Feoffees Financials Statement.pdf
Remarkably, the Feoffees of Ipswich do not list as an asset the 30-or-so acre asset which is the reason for their existence. [A Note to a related (and audited!) report says "The land has no determinable value..." Very funny!]
One might say that this is consistent with the fact that they are merely trustees, not owners (and therefore can't sell it).
But it also might point to the Feoffees being unwilling to attempt to value the land. The assessor values it, every year. I've not seen the Assessor's aggregate valuation in print, but I have a spreadsheet on which I attempted to list all the properties which the Feoffees own on Little Neck. Quick and dirty, it works out this way (last year's valuation, which is a bit higher than this year's), for the individual lots I've looked at:
- 167 tenant-rented lots 10.45 acres $31.4 million ($3 million per acre)
- 1 large "commons" lot 11.00 acres $0.7 million ($77,000 per acre -- 2.6% of the tenant lots)
- about 40 vacant subdivided lots 2.88 acres $0.9 million ($320,000 per acre -- 10% of the occupied lots)
- community house $84,900
- piers, etc: $74,300
- plus the roads which serve the homes on Little Neck.
The financial statement does value the sewage treatment plant at $6.7 million. I'm guessing that under the negotiated deal, the tenants are expecting to get it for free, or at least get the use of it. The media stories have been silent about this aspect.

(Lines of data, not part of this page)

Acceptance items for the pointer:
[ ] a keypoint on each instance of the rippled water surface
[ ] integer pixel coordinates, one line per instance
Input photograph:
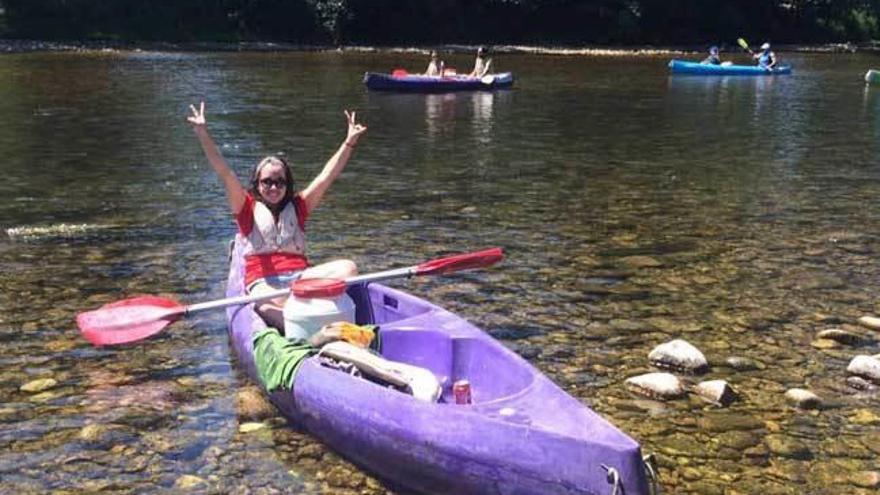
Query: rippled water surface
(739, 214)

Separately, but relatedly, I stumbled onto an interesting document from a few years ago. Among other things, it says that as of 2001, 2 of the 4 then-current Feoffees had, during their Feoffeeship, also been tenants on Little Neck. Talk about conflict of interest! (This is expressly prohibited by the terms of the trust, as I understand them. I guess the terms of the trust are an inconvenient truth. Pesky details.)
And as of 1996, the Superintendent of Schools was a Little Neck tenant; the report doesn't say for how long this was the case. But it does say that the schools received no contributions in some years AT THE REQUEST OF THE SUPERINTENDENT -- and the data show only token contributions in many years (consistent with the token rents being collected).
The same report shows the 8 properties which changed hands in 2001, with selling prices well above assessed values for land and buildings combined, despite the fact that all that was really being sold was the building. Assuming the assessor's valuation of the buildings to be accurate, and subtracting it from the selling price, yields a land value about 2.5 times the assessed value (range: 115% to 264%, with 5 out of 8 above 229%). Land values per lot calculated that way ranged from $119,000 to $297,000 -- in 2001 -- and full-market land rents (at 5% of land value) would have been $5,945 to $14,850. Actual rents in 2001 were $1,760 (seasonal) to $1,980 (year-round) -- what a deal (for the tenants; not so much, for the beneficiaries)!
Simply collect the market rent on this land. Care for the property. Remit remainder of rent to the schools.